Hi there. I've attempted training(fine-tuning) Tesseract-4 lstmtraining on handwritten text, for box/tif pairs I generated myself. The overall training process has worked okay without any hitch.
I now wish to apply this fine-tuning process on a larger scale on form images. Here's my conundrum: My forms often contain a mixture of printed text as well as handwritten text. Do I have to annotate both the printed text and the handwritten text? Annotating both printed and handwritten would take a bit of extra effort, so I'm wondering if it sufficient to simply make the boxes only around the handwritten portions. However, I'm worrying that if I only make boxes around handwritten parts and leave out the printed parts, it might confuse my model somehow.

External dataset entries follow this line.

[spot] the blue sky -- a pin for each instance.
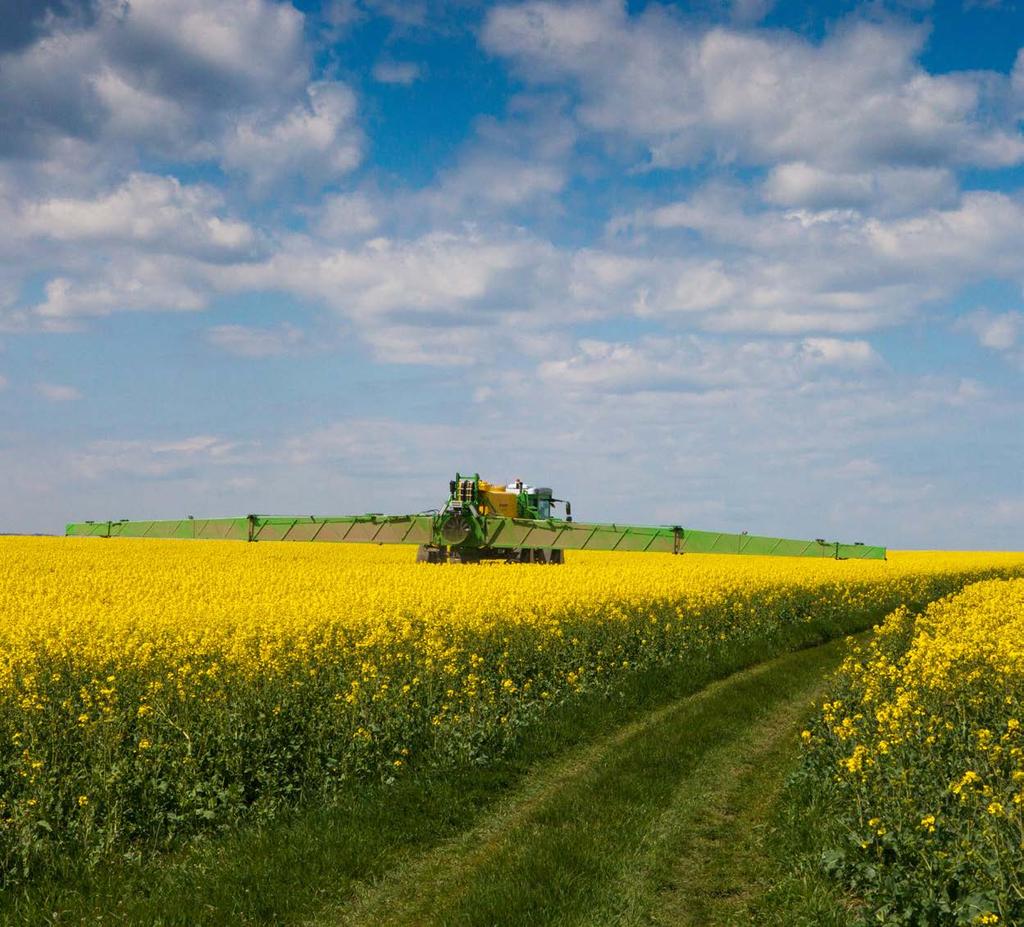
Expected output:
(747, 265)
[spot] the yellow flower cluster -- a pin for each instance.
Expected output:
(152, 687)
(921, 741)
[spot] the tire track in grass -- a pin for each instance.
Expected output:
(657, 823)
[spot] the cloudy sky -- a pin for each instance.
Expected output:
(744, 265)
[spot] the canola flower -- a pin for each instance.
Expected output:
(152, 688)
(918, 760)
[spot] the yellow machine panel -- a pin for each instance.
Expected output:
(498, 501)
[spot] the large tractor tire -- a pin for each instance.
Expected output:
(429, 553)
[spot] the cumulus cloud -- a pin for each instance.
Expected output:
(996, 331)
(180, 79)
(146, 211)
(857, 100)
(317, 139)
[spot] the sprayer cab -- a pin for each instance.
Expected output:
(465, 523)
(513, 500)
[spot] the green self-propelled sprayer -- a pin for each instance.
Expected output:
(514, 522)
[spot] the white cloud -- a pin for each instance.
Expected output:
(162, 73)
(856, 100)
(886, 191)
(346, 216)
(317, 139)
(248, 341)
(56, 392)
(144, 284)
(144, 211)
(402, 73)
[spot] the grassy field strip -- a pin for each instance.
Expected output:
(655, 824)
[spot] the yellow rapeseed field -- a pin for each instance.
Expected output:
(919, 755)
(148, 688)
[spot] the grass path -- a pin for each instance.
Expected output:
(659, 823)
(646, 806)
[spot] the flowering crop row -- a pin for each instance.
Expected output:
(151, 688)
(919, 755)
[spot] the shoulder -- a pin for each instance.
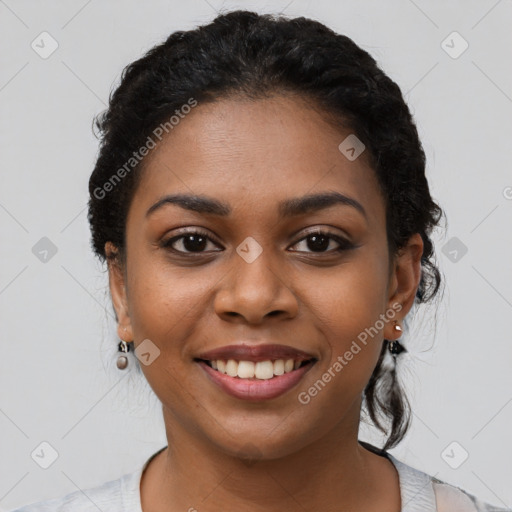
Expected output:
(450, 497)
(423, 492)
(112, 496)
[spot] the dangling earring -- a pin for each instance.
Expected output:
(394, 346)
(124, 348)
(122, 360)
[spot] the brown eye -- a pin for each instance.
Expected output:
(190, 242)
(320, 241)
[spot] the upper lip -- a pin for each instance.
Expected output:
(262, 352)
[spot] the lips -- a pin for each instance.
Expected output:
(255, 353)
(255, 372)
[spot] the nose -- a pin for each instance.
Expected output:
(254, 290)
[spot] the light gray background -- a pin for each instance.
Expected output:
(58, 378)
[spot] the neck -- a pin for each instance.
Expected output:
(332, 473)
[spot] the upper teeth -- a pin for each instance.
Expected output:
(249, 369)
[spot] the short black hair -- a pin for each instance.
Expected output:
(245, 54)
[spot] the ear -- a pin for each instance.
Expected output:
(118, 292)
(404, 280)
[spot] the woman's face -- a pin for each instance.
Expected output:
(255, 275)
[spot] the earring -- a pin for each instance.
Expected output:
(122, 360)
(394, 346)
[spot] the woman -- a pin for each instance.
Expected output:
(261, 201)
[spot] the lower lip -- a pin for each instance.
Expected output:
(256, 389)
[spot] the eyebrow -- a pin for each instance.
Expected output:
(287, 208)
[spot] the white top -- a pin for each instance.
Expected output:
(419, 492)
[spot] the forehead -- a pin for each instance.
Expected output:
(256, 153)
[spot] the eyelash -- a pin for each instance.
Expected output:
(344, 245)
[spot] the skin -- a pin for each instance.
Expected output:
(252, 155)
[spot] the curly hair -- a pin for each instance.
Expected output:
(246, 54)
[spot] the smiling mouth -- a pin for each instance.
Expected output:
(256, 370)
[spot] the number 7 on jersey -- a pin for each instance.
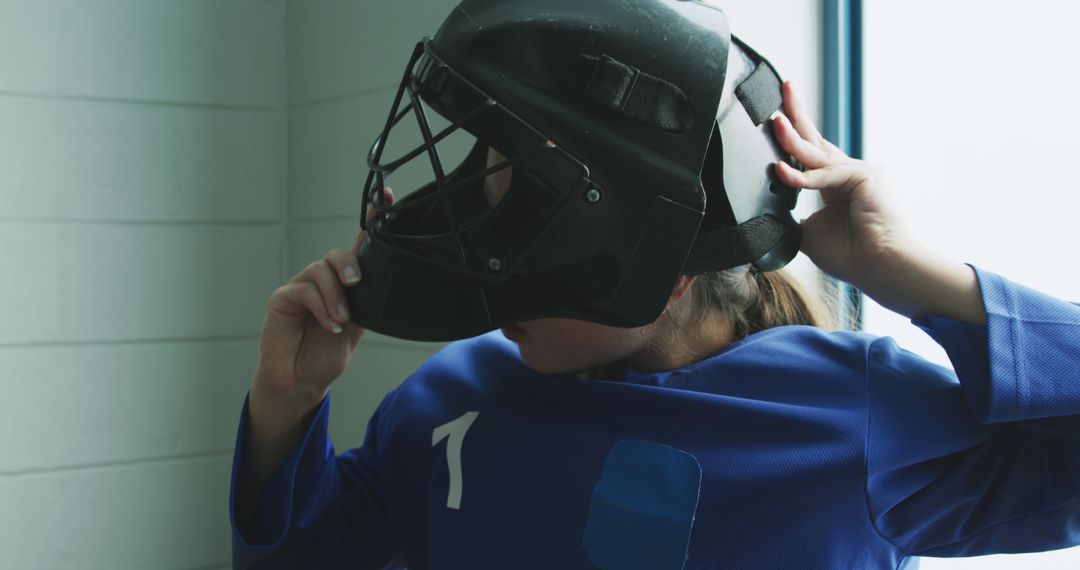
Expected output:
(456, 432)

My second question is, when I performed inference with my trained model, it throws a warning: `Failed to load any lstm-specific dictionaries for lang X`. I understand that this is caused by the absence of word lists, punctuation lists etc (although it does still give an inferenced output)
I'm wondering how much a word list affects the inference process? I could simply take the base language's word-list from the github repository and combine it into my newly trained tessdata. However, the forms I will use tesseract on will contain lots of people names (which may not be present in a wordlist?). In such a case, do I have to compile a new wordlist? Or is it sufficient to do without one?